A portal venous system is a deviation from this configuration. It occurs when a capillary bed drains into another capillary bed before going back to the heart. It’s a venous system because the vessels that connect the 2 capillary beds are veins: they contain deoxygenated blood.
With this arrangement, a portal system allows direct transportation of substances from one organ to another without spreading them all over the body. An example is the hypophyseal portal system, which connects the hypothalamus and pituitary gland. Hormones produced by the hypothalamus are secreted into the portal system to reach the anterior pituitary, where they regulate production of pituitary hormones. But the better known portal system is perhaps the one that involves the liver. In fact, when not specified otherwise, the term “portal system” usually refers to the hepatic portal system.

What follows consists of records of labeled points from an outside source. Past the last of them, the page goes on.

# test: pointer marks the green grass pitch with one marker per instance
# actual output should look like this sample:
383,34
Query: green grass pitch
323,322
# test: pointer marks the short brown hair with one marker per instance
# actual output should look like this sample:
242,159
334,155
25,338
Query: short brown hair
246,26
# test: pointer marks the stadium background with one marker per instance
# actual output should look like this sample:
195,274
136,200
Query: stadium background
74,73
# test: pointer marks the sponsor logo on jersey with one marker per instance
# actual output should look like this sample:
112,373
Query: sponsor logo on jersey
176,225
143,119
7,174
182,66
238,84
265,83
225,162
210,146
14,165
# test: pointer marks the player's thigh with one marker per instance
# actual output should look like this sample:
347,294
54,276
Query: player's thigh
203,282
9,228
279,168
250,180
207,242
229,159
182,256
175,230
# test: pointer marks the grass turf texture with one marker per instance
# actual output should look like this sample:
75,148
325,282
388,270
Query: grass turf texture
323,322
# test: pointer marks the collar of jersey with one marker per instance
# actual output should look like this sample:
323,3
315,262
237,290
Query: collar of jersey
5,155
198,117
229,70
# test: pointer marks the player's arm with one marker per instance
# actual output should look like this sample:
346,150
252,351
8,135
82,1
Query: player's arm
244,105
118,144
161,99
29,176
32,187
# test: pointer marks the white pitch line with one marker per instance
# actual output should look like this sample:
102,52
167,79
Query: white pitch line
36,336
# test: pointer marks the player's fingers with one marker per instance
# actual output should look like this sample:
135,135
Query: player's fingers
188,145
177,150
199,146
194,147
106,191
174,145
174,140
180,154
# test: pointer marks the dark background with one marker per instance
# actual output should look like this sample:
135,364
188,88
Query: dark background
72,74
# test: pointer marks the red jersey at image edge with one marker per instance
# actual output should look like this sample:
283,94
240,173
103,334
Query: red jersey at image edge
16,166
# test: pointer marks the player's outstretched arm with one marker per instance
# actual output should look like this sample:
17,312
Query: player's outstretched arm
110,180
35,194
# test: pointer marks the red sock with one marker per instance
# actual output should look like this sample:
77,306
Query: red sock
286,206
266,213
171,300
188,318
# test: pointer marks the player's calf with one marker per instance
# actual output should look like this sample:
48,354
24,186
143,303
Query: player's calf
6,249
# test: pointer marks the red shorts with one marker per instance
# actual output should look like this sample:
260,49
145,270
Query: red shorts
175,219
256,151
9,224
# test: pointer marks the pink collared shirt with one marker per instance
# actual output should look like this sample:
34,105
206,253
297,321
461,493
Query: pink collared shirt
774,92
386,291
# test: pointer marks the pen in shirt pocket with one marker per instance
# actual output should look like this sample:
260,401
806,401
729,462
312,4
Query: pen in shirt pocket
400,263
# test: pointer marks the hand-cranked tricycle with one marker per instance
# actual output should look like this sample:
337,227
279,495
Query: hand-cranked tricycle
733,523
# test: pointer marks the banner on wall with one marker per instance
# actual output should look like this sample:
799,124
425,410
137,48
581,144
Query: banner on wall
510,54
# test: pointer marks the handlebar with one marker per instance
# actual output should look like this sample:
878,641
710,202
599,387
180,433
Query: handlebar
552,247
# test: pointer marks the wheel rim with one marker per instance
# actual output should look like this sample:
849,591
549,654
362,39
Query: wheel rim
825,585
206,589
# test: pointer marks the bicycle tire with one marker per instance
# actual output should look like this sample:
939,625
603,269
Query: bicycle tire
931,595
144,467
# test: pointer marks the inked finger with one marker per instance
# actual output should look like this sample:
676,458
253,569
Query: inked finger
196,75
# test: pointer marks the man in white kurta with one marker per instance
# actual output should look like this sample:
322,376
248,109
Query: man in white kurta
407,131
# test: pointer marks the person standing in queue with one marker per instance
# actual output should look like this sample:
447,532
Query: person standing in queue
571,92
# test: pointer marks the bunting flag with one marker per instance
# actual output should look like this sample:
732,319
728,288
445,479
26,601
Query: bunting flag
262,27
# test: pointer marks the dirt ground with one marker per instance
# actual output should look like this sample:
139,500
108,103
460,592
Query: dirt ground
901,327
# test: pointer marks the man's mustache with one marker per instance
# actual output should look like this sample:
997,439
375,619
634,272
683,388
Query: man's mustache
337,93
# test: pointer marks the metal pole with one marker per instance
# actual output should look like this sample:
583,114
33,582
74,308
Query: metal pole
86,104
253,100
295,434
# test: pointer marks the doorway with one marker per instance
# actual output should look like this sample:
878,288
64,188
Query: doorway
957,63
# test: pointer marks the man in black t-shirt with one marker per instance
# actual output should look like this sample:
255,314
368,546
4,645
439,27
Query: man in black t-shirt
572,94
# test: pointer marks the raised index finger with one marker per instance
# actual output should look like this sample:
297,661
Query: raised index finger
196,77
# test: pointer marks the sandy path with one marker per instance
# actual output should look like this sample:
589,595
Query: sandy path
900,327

In the hepatic portal system, venous drainage from most of the gastrointestinal tract, plus the spleen and pancreas, pools into the portal vein to reach the liver, before returning to the heart. This way, all substances absorbed through the GI tract, including nutrients, toxins and pathogens, are first processed in the liver before they can reach the general circulation. The liver acts like a gatekeeper to the body, it serves 2 major functions in this context.
First, the liver processes the nutrients and regulates the amount of nutrients that can enter the blood. For example, after a meal, when glucose spikes from digestion of carbs, the liver converts excess glucose into glycogen for storage. When the body is fasting, glycogen is converted back to glucose to be released to the blood. In other words, the liver controls the balance of blood sugar, preventing excessive fluctuations.
The free amino acids resulting from protein digestion are also processed in the liver, where they are synthesized into new proteins and pro-enzymes. Excess free amino acids, which can be harmful, are converted to other forms of energy storage, or broken down to urea to be removed in waste. This brings us to the second function of the liver as a detoxification organ. The liver screens the blood for potentially toxic substances and pathogens, and removes them before they can reach the rest of the body. It can, for example, remove alcohol and drugs from the blood.
An important pharmacological implication of liver functions is that most medicines administered orally are metabolized in the liver, and may become deactivated, before reaching the general circulation and target organs. This is known as the first pass effect. For this reason, some medicines must be taken via other routes to bypass liver metabolism. On the other hand, some drugs are specifically designed as pro-drugs and must be taken orally, as they require conversion in the liver to become functional.